Poemas completas - Cruz e Souza - Ediouro - R$ 9,90.
- Mecanismos do Silêncio é o lançamento da EdUFSCar, Editora da Universidade Federal de São Carlos, que retrata os mecanismos de censura usados pela ditadura militar contra artistas e meios de comunicação. A pesquisa percorre os 20 anos de dominação militar e os métodos
utilizados para silenciar os opositores. A autora pesquisou o funcionamento dos principais órgãos de censura como a Divisão de Censura e Diversões Públicas (DCDP), que era o centro da censura.
Mecanismo do Silêncio - Creuza de Oliveira Berg - EdUFSCar - R$ 23,50
- Mais um importante lançamento da editora Paz e Terra para ajudar a compreensão da história brasileira. Desta vez, através dos arquivos de um ativo político e diplomata, Afonso Arinos. O autor, filho de Arinos, pesquisou atrás de personagens, fotos e relatos que cobrissem os anos de atividade de seu pai, principalmente, como não poderia deixar de ser, os mais dramáticos como os pré-1964.
Diplomacia Independente - Afonso Arinos Filho - Paz e Terra - R$ 45,00
- É preciso dizer que Nick Hornby criou um estilo todo próprio de escrever. Voltado ao público jovem sem ser "juvenil". Muitas vezes imitado, inclusive no Brasil, mas nunca igualado. Isso porque, apesar de falar dos problemas típicos da juventude, conseguiu não se repetir no estilo. Neste livro, ele conta a história de uma mulher, Kate Carr que decide passar sua vida a limpo. Pede divórcio do marido por telefone e fica em dúvida sobre se é uma pessoa legal ou não.

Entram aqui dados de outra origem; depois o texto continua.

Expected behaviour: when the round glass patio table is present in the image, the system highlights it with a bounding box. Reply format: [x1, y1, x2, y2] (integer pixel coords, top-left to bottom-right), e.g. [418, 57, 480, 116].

Como ser legal - Nick Hornby - Rocco - R$ 31,00
- Escrever poesia no Brasil é quase um crime, mas felizmente com a Internet dá para a gente espiar o que nossos irmãos portugueses estão fazendo. A Editorial Caminho lançou mais um livro de poemas de Teresa Guedes, onde a brincadeira com as cores torna-se uma surpresa para todos os sentidos. Através do branco, a poetisa consegue mostrar uma outra realidade com palavras sensuais. O branco, de neutro, passa a provocador.
Em Branco - Teresa Guedes - Editorial Caminho (Portugal)
Concordo plenamente com a sua critica favorável ao referido livro de teresa guedes.Aqui em Portugal é bastante recomendado nas escolas.Sou professor de Português e conheço também os outros livros da autora na area da pedagogia.
Parabens pela sua coluna tão actualizada.